We spent some time in our boat looking for whales, and found two separate pods of Dall's porpoise and one humpback whale. One of the pods of Dall's porpoises approached our boat after we had stopped to observe them. They spent nearly five minutes quickly surfacing on all sides of our boat. I did not take too many photos, as they are extremely fast and I wanted to simply enjoy the moment. Approximately ten minutes after our encounter with the porpoises, we noticed one humpback off in the distance.
I saw a very distant spout that I am assuming came from a humpback at Auke Bay. I am looking forward to seeing whales again.
We spent a few hours in our boat and observed three humpbacks traveling separately from each other. The first whale looked to be fairly close to Skull Island, and was too far away to photograph. The second was near Fritz Cove, and the third was in Auke Bay.
We observed a small pod of orcas near Point Retreat. There were three to five animals in the pod. They were elusive and difficult to track. We also observed three humpbacks and a pod of Dall's porpoise (no photos) in the same general area.

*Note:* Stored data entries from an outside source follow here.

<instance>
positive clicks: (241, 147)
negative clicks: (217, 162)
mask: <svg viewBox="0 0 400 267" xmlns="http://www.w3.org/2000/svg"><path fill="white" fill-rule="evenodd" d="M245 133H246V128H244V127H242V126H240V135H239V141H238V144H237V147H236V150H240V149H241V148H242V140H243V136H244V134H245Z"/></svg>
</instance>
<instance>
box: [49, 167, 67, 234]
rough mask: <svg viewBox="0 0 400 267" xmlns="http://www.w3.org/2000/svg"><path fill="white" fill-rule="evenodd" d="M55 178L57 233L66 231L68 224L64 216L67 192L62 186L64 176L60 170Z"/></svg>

These were transient (mammal eaters) orcas. T065A and T65A2 have been identified. Many thanks to Northern Resident Orca Population for identifying these whales for me.
A pod of five orcas were observed near Point Retreat. As we came into the area we noticed a large number of gulls flying around and landing on the water. After a few minutes we realized there were orcas in the same area as the gulls. We quickly determined that the orcas must have recently made a kill, which attracted the gulls. As we were moving closer to the area, but still approximately 200 to 300 yards away from the pod, we were shocked to see one of the orcas making a beeline for our boat. We quickly put our motor in neutral and watched in amazement as it circled our boat for two to three minutes. It then left and went back to the rest of the pod. The pod stayed in the area, clearly feeding based on the bird activity. At times they appeared to be celebrating and socializing with breaching and tail slapping. As we were watching the orcas, a humpback whale surfaced and passed by.

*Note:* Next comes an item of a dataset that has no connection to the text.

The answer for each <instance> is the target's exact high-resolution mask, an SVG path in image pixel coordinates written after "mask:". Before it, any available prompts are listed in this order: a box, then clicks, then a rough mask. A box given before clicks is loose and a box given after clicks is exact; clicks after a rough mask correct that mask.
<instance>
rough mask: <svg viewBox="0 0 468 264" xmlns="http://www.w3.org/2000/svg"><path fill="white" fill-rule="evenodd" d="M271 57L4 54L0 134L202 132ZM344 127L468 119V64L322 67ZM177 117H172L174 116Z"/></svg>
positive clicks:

The pod has been identified as the T124Ds and T124A2s. These are transient (mammal eaters) orcas. Many thanks to Northern Resident Orca Population for identifying these whales for me.
This was a new experience for us. One we surely never will forget.
Three humpbacks were observed in north pass near Shelter Island, and a small pod of harbour porpoise were observed near point retreat.
Four humpbacks were observed near Point Retreat. They were surfacing and diving.
Four humpbacks were observed near point retreat. The whales were surfacing and diving separate from each other.
We observed a group of eight to twelve humpbacks cooperatively bubble feeding together. I was able to get several fluke photos.